Raavan: Enemy of Aryavarta
- First edition
- Author: Amish Tripathi
- Language: English
- Genre: Epic fiction
- Publisher: Westland Publications
- Publication date: 1 July 2019
- Publication place: India
- Media type: Print (paperback, hardback)
- ISBN: 9388754085
- Preceded by: Sita: Warrior of Mithila
- Followed by: The War of Lanka

= Raavan: Enemy of Aryavarta =

2019 novel by Amish Tripathi

Raavan: Enemy of Aryavarta is the seventh book of Amish Tripathi, sixth book of Amishverse, and third book of Ram Chandra Series. It chronicles the life of Ravan until the time he kidnaps Sita. The book was released on 1 July 2019 and published by Westland.

==Plot==
Raavan was the first child of Maharishi Vishrava. He was power hungry from childhood. He was born a Naga but it was kept secret from others in his tribe. He is enamored by the Kanyakumari of Vaidyanath, who asks Raavan to be a better person.

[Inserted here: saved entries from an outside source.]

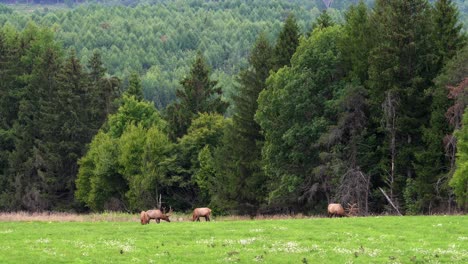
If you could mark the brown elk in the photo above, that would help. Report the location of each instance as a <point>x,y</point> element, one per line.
<point>155,214</point>
<point>336,210</point>
<point>144,218</point>
<point>201,212</point>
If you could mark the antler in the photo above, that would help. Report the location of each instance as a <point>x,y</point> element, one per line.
<point>170,211</point>
<point>352,209</point>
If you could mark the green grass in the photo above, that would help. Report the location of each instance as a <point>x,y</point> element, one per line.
<point>419,239</point>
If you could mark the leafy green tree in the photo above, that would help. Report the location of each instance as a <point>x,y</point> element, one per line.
<point>116,172</point>
<point>205,131</point>
<point>99,185</point>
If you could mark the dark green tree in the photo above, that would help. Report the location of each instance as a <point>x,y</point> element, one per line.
<point>28,160</point>
<point>459,181</point>
<point>323,21</point>
<point>199,94</point>
<point>435,164</point>
<point>243,140</point>
<point>293,112</point>
<point>447,35</point>
<point>134,86</point>
<point>357,42</point>
<point>288,40</point>
<point>401,68</point>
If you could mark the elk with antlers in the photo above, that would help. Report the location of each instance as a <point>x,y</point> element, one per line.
<point>201,212</point>
<point>156,214</point>
<point>336,210</point>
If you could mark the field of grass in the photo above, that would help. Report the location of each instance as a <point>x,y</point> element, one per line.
<point>418,239</point>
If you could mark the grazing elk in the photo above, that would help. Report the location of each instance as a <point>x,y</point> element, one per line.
<point>144,218</point>
<point>155,214</point>
<point>336,210</point>
<point>201,212</point>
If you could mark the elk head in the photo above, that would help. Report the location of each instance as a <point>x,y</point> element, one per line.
<point>352,209</point>
<point>165,216</point>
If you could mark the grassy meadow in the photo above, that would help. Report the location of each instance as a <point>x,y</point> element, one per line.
<point>121,239</point>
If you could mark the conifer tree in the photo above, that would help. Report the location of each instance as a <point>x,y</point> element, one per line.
<point>134,86</point>
<point>433,166</point>
<point>323,21</point>
<point>199,94</point>
<point>29,162</point>
<point>243,141</point>
<point>287,42</point>
<point>447,31</point>
<point>401,68</point>
<point>103,90</point>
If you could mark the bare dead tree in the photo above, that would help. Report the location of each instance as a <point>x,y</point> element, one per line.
<point>454,116</point>
<point>354,189</point>
<point>389,107</point>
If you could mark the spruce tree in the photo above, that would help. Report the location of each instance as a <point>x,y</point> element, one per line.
<point>432,165</point>
<point>199,94</point>
<point>401,68</point>
<point>134,86</point>
<point>243,141</point>
<point>323,21</point>
<point>447,35</point>
<point>103,90</point>
<point>34,168</point>
<point>287,42</point>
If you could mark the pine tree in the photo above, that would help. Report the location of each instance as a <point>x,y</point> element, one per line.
<point>401,68</point>
<point>243,141</point>
<point>358,42</point>
<point>459,181</point>
<point>323,21</point>
<point>199,94</point>
<point>103,90</point>
<point>287,42</point>
<point>432,165</point>
<point>447,31</point>
<point>30,162</point>
<point>134,86</point>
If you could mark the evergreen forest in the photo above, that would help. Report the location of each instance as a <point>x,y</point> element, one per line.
<point>248,107</point>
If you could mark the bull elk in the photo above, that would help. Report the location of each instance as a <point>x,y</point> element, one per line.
<point>336,210</point>
<point>156,214</point>
<point>201,212</point>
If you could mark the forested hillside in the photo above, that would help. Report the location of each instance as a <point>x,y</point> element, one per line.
<point>361,105</point>
<point>158,39</point>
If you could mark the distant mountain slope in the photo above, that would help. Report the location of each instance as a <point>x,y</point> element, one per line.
<point>159,38</point>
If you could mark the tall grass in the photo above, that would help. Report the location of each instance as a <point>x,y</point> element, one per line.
<point>415,239</point>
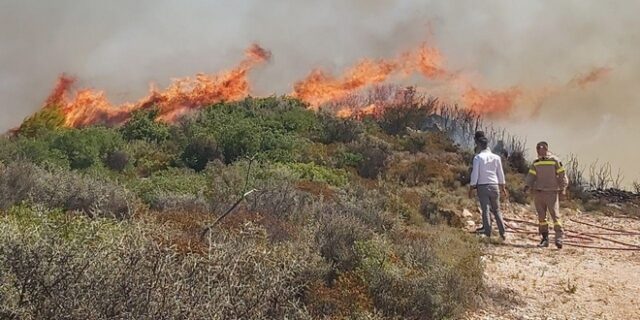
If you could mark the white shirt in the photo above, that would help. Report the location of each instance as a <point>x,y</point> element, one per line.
<point>487,169</point>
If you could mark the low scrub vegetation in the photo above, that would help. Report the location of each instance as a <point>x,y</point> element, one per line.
<point>332,218</point>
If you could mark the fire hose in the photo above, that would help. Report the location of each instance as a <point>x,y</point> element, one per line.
<point>581,239</point>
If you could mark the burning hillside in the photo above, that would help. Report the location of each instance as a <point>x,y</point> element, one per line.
<point>343,93</point>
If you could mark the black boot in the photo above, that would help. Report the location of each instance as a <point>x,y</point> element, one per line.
<point>544,242</point>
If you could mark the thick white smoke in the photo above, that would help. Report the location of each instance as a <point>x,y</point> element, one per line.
<point>122,46</point>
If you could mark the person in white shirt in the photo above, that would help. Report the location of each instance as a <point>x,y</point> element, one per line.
<point>487,177</point>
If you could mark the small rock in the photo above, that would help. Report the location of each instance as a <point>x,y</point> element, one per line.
<point>612,205</point>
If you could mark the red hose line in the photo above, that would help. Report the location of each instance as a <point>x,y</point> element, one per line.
<point>605,228</point>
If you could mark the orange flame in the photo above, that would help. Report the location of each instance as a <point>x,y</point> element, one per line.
<point>594,75</point>
<point>341,94</point>
<point>319,87</point>
<point>91,106</point>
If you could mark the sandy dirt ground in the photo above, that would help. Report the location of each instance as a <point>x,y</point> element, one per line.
<point>526,282</point>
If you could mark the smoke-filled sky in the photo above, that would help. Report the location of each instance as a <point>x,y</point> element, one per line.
<point>122,46</point>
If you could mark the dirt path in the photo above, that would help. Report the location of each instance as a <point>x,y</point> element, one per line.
<point>525,282</point>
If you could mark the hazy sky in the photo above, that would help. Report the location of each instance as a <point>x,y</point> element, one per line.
<point>122,46</point>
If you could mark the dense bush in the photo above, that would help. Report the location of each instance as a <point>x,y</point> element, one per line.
<point>25,182</point>
<point>439,272</point>
<point>333,129</point>
<point>143,126</point>
<point>88,146</point>
<point>337,225</point>
<point>413,115</point>
<point>42,122</point>
<point>199,152</point>
<point>117,160</point>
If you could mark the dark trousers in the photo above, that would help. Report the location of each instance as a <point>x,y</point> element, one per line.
<point>489,196</point>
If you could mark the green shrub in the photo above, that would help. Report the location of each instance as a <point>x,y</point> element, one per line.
<point>38,151</point>
<point>51,265</point>
<point>117,160</point>
<point>149,158</point>
<point>333,129</point>
<point>173,183</point>
<point>314,172</point>
<point>88,146</point>
<point>42,122</point>
<point>375,153</point>
<point>199,152</point>
<point>436,274</point>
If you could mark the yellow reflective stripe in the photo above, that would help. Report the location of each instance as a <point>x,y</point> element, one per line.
<point>545,163</point>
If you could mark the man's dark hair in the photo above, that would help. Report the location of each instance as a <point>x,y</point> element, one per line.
<point>542,143</point>
<point>478,135</point>
<point>482,142</point>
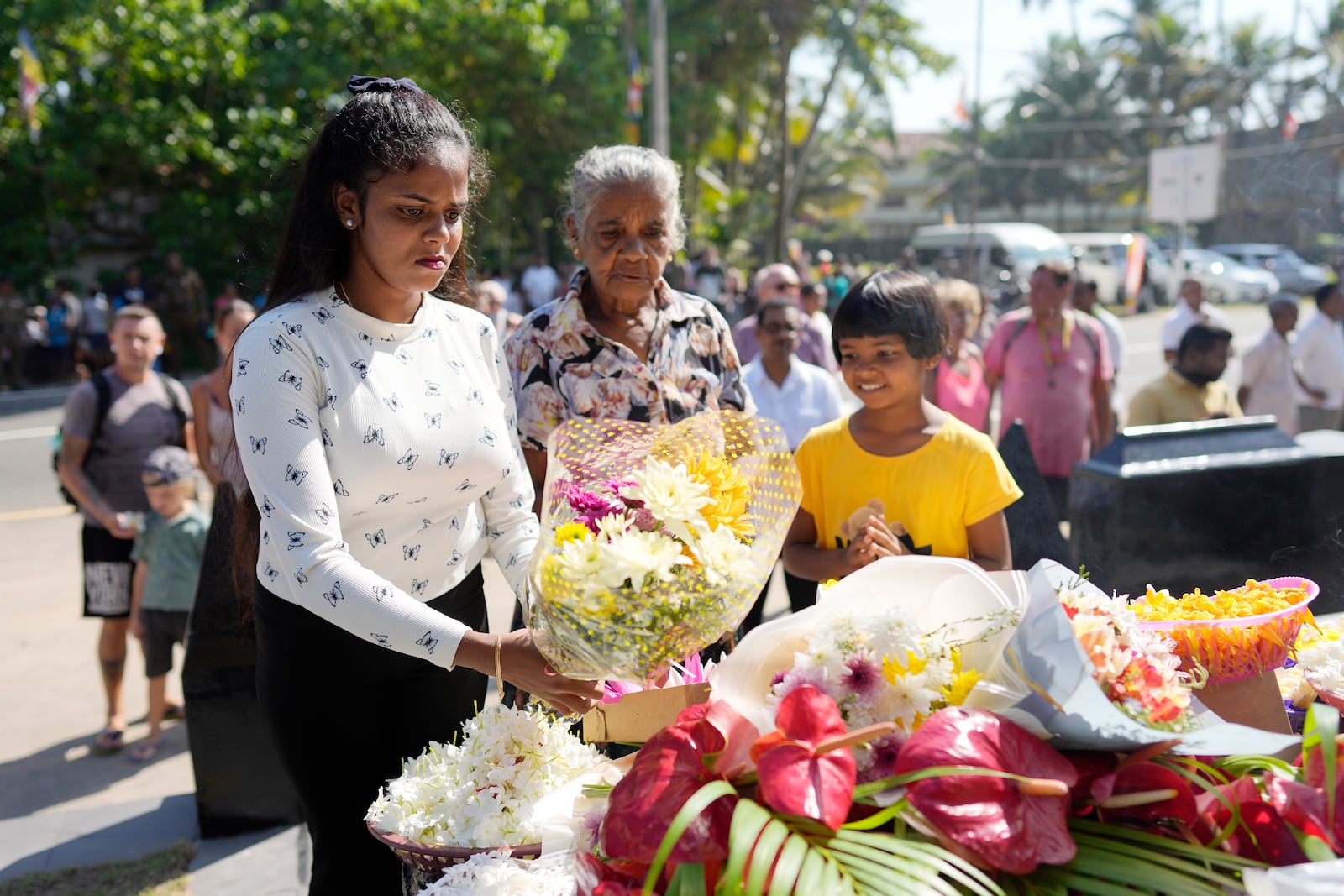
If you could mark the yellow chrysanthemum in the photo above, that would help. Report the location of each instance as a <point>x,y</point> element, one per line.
<point>571,531</point>
<point>956,694</point>
<point>891,669</point>
<point>729,493</point>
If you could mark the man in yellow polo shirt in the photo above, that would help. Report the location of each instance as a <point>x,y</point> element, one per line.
<point>1191,390</point>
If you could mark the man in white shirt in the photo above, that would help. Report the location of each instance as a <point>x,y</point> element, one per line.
<point>776,281</point>
<point>797,396</point>
<point>1269,378</point>
<point>1191,309</point>
<point>1320,362</point>
<point>1084,298</point>
<point>541,284</point>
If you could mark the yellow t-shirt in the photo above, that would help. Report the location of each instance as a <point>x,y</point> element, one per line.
<point>937,490</point>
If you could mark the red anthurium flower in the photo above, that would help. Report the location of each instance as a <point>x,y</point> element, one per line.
<point>1305,808</point>
<point>999,821</point>
<point>796,778</point>
<point>1144,792</point>
<point>1261,835</point>
<point>736,757</point>
<point>665,773</point>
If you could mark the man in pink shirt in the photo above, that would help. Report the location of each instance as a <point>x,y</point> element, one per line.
<point>1055,369</point>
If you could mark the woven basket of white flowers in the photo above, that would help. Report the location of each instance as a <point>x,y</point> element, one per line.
<point>480,794</point>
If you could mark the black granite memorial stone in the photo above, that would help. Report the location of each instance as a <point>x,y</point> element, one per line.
<point>1210,504</point>
<point>239,782</point>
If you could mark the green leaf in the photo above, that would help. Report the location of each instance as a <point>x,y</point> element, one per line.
<point>687,880</point>
<point>1148,855</point>
<point>698,802</point>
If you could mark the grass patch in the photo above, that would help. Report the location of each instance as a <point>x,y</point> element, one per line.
<point>163,873</point>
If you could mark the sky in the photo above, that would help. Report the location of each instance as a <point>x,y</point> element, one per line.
<point>1012,35</point>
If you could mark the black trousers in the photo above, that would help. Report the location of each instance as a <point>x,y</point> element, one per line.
<point>803,594</point>
<point>344,712</point>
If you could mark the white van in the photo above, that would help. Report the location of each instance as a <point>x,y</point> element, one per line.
<point>1102,257</point>
<point>1007,254</point>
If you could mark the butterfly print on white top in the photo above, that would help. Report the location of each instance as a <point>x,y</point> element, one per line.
<point>370,454</point>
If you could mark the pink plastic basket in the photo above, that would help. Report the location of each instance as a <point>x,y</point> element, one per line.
<point>430,857</point>
<point>1243,647</point>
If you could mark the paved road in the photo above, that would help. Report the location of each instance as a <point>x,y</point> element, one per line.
<point>58,804</point>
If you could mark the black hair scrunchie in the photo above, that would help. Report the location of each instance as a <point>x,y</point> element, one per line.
<point>373,83</point>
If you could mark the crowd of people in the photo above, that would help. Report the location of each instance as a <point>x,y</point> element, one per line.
<point>64,335</point>
<point>382,443</point>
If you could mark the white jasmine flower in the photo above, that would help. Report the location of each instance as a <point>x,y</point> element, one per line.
<point>723,557</point>
<point>481,793</point>
<point>672,496</point>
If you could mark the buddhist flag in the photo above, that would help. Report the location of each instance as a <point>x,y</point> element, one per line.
<point>30,82</point>
<point>635,100</point>
<point>1135,259</point>
<point>958,112</point>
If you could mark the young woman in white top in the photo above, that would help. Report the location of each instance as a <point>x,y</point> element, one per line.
<point>210,392</point>
<point>375,423</point>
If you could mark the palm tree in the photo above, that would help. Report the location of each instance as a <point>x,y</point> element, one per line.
<point>1250,60</point>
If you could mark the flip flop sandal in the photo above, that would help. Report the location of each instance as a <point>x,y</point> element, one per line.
<point>144,752</point>
<point>108,741</point>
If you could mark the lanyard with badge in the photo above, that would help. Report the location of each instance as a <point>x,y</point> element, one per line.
<point>1047,352</point>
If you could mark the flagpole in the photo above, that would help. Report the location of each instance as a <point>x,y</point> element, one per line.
<point>659,60</point>
<point>974,250</point>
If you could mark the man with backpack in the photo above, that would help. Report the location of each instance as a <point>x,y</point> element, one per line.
<point>112,423</point>
<point>1055,369</point>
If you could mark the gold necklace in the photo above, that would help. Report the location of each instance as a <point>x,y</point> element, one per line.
<point>344,296</point>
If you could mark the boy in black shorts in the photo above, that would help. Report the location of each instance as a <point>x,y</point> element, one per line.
<point>167,555</point>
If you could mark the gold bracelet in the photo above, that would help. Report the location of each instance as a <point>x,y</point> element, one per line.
<point>499,672</point>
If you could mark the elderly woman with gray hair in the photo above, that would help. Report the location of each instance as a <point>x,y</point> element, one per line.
<point>622,344</point>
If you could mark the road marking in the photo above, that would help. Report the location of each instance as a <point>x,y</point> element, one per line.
<point>38,513</point>
<point>34,432</point>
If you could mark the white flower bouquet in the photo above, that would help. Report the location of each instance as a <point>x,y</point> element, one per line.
<point>484,792</point>
<point>656,540</point>
<point>894,642</point>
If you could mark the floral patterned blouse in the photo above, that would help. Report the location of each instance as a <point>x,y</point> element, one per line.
<point>564,369</point>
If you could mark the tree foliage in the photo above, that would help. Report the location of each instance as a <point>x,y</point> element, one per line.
<point>179,123</point>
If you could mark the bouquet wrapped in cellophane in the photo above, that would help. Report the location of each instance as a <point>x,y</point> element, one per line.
<point>656,539</point>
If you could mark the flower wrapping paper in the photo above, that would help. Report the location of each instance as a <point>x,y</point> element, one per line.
<point>1046,684</point>
<point>620,591</point>
<point>1032,672</point>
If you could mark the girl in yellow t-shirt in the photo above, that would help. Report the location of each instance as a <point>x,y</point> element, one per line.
<point>898,476</point>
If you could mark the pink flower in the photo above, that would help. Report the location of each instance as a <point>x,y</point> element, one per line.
<point>998,821</point>
<point>667,772</point>
<point>862,674</point>
<point>796,778</point>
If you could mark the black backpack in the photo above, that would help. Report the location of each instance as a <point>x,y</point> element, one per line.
<point>104,390</point>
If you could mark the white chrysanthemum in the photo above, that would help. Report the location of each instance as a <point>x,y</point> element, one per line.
<point>894,634</point>
<point>723,557</point>
<point>638,555</point>
<point>906,698</point>
<point>499,875</point>
<point>671,495</point>
<point>481,793</point>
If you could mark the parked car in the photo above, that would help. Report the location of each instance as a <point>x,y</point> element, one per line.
<point>1104,257</point>
<point>1294,273</point>
<point>1227,280</point>
<point>1007,253</point>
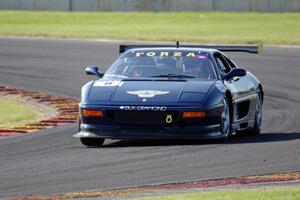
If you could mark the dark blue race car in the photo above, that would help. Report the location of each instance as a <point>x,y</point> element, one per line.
<point>164,92</point>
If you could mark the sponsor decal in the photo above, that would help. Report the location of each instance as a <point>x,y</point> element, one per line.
<point>200,55</point>
<point>169,119</point>
<point>147,93</point>
<point>144,108</point>
<point>108,83</point>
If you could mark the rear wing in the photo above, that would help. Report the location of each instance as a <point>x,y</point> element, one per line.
<point>255,49</point>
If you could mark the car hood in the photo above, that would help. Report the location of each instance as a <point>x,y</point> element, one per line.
<point>148,91</point>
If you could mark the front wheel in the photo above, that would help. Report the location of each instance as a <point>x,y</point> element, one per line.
<point>92,142</point>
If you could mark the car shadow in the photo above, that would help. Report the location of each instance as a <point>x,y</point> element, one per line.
<point>235,139</point>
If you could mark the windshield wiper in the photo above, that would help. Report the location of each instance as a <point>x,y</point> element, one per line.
<point>174,76</point>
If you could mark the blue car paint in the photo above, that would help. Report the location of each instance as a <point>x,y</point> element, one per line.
<point>184,95</point>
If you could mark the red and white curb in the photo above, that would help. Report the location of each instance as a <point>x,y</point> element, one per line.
<point>161,188</point>
<point>66,109</point>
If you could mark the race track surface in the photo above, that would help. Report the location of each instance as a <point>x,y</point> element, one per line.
<point>52,161</point>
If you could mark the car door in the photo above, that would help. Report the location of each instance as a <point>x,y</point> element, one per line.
<point>241,89</point>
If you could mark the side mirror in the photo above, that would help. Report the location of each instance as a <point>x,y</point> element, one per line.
<point>92,70</point>
<point>235,72</point>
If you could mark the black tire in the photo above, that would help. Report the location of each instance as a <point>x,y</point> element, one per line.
<point>92,142</point>
<point>257,119</point>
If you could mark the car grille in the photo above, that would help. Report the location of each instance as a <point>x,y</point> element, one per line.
<point>142,117</point>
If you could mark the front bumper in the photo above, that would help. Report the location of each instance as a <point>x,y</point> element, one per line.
<point>110,132</point>
<point>206,128</point>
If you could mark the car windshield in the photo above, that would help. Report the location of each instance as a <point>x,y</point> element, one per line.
<point>163,63</point>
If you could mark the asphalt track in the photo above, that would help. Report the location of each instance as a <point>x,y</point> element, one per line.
<point>52,161</point>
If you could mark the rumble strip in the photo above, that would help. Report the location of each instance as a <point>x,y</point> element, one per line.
<point>66,109</point>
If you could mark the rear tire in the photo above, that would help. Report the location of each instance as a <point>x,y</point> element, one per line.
<point>258,117</point>
<point>92,142</point>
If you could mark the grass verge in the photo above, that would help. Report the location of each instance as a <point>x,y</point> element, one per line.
<point>14,114</point>
<point>286,193</point>
<point>200,27</point>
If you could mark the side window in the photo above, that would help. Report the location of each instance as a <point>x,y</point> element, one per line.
<point>232,65</point>
<point>222,63</point>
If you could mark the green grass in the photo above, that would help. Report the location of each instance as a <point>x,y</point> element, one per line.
<point>286,193</point>
<point>14,113</point>
<point>204,27</point>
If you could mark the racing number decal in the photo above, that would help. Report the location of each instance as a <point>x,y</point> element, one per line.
<point>169,119</point>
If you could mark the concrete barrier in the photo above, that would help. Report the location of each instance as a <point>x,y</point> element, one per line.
<point>154,5</point>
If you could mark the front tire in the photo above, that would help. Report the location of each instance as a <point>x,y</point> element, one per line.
<point>92,142</point>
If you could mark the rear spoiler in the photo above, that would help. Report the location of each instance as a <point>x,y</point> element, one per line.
<point>255,49</point>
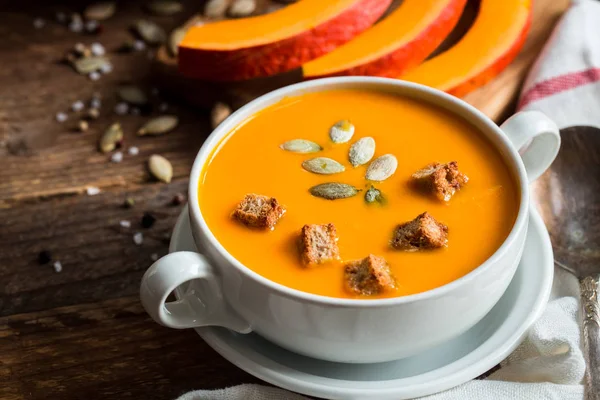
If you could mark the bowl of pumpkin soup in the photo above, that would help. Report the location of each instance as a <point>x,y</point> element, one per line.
<point>354,219</point>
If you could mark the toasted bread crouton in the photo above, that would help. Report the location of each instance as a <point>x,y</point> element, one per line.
<point>318,244</point>
<point>369,276</point>
<point>423,232</point>
<point>442,180</point>
<point>258,211</point>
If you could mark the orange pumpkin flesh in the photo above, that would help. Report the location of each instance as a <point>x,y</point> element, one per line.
<point>399,42</point>
<point>488,47</point>
<point>273,43</point>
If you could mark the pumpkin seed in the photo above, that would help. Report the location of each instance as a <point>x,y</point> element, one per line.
<point>159,125</point>
<point>301,146</point>
<point>216,8</point>
<point>100,11</point>
<point>333,191</point>
<point>219,113</point>
<point>341,131</point>
<point>382,168</point>
<point>174,39</point>
<point>87,65</point>
<point>133,95</point>
<point>164,7</point>
<point>150,32</point>
<point>160,168</point>
<point>242,8</point>
<point>374,195</point>
<point>111,137</point>
<point>323,165</point>
<point>361,151</point>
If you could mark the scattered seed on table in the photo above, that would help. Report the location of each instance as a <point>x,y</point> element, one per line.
<point>92,190</point>
<point>122,108</point>
<point>77,106</point>
<point>61,117</point>
<point>133,151</point>
<point>138,238</point>
<point>139,45</point>
<point>57,266</point>
<point>117,157</point>
<point>44,257</point>
<point>82,126</point>
<point>148,220</point>
<point>129,202</point>
<point>97,49</point>
<point>178,199</point>
<point>39,23</point>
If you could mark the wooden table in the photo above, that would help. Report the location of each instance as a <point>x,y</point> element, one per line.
<point>82,333</point>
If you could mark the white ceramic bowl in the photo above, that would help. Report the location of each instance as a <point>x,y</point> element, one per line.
<point>224,292</point>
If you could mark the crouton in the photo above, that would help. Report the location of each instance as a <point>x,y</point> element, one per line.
<point>442,180</point>
<point>318,244</point>
<point>369,276</point>
<point>423,232</point>
<point>258,211</point>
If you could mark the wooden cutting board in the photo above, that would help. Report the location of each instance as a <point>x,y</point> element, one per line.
<point>497,98</point>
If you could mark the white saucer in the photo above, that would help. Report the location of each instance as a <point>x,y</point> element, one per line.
<point>448,365</point>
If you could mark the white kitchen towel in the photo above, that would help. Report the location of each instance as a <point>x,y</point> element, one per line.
<point>564,83</point>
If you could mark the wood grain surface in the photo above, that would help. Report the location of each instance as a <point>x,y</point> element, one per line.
<point>82,333</point>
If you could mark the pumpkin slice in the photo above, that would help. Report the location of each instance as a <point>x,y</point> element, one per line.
<point>399,42</point>
<point>269,44</point>
<point>493,41</point>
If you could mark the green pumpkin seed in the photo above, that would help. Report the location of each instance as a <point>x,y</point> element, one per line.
<point>164,7</point>
<point>382,168</point>
<point>160,168</point>
<point>133,95</point>
<point>301,146</point>
<point>159,125</point>
<point>111,137</point>
<point>374,195</point>
<point>333,191</point>
<point>150,32</point>
<point>361,151</point>
<point>341,131</point>
<point>100,11</point>
<point>242,8</point>
<point>174,39</point>
<point>87,65</point>
<point>323,166</point>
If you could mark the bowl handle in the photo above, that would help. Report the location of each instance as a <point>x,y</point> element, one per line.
<point>193,309</point>
<point>537,139</point>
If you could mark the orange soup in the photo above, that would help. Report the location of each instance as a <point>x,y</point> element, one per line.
<point>249,160</point>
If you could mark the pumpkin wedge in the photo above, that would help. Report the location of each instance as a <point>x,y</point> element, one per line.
<point>493,41</point>
<point>399,42</point>
<point>269,44</point>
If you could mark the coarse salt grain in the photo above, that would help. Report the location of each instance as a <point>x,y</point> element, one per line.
<point>97,49</point>
<point>57,266</point>
<point>133,151</point>
<point>61,117</point>
<point>139,45</point>
<point>138,238</point>
<point>92,190</point>
<point>39,23</point>
<point>117,157</point>
<point>121,108</point>
<point>77,106</point>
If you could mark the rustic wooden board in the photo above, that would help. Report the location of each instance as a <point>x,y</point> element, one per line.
<point>82,333</point>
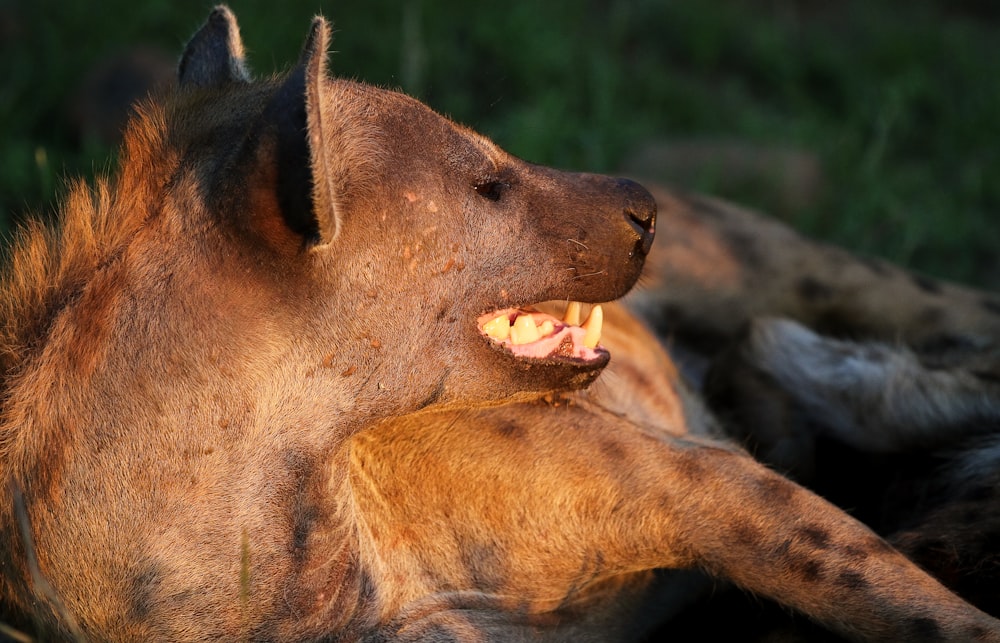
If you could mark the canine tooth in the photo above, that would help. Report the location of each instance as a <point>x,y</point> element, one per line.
<point>498,328</point>
<point>524,330</point>
<point>593,327</point>
<point>572,316</point>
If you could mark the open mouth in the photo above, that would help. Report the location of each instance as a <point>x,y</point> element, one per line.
<point>532,334</point>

When Raavan's brother is born a Naga, the nine year old Ravaan along with his maternal uncle Mareech, has to fight with his father's disciples to keep his baby brother alive. They eventually flee and after their maternal family also disowns them, and go to Vaidyanath to meet the Kanyakumari. There they are informed that, the Kanyakumari has changed. With a sad heart, Raavan decides to leave Vaidyanath.

They then reach the southern part of India. Due to the Kshatriya community being in power, the Vaishyas are less influential in the Sapt Sindhu. Raavan started to work as a smuggler at the age of ten. He provided for his mother, his brother Kumbhakarna (named as the ears of the boy resemble the Kumbha (pots)), whom he loves dearly and his maternal uncle Mareech, who stayed with him through thick & thin. Raavan was deeply in love with the Kanyakumari, whose name or whereabouts he didn't know. Raavan became more powerful when he started a business by taking over Akampana's ship. They also save a girl child Samichi and the child vows to be faithful to Ravaan, her Iraiva.

During a planned attack on Krakachabahu, the governor of Chilika, who has hidden his wealth from the King of Kalinga, Raavan once again sees the Kanyakumari. Kumbhakarna, being the dutiful and loyal brother, searched for her, and found her assuming a new identity - Vedavati. She is married to Prithvi, a small trader and is pregnant now. Raavan, tries to woo Vedavati but to no avail. When Vedavati and her husband are killed by the son of the village leader where they reside, for the hundi that Raavan gave her, Raavan orders the massacre of all the villagers and becomes a ruthless person, vowing to destroy the Sapt Sindhu.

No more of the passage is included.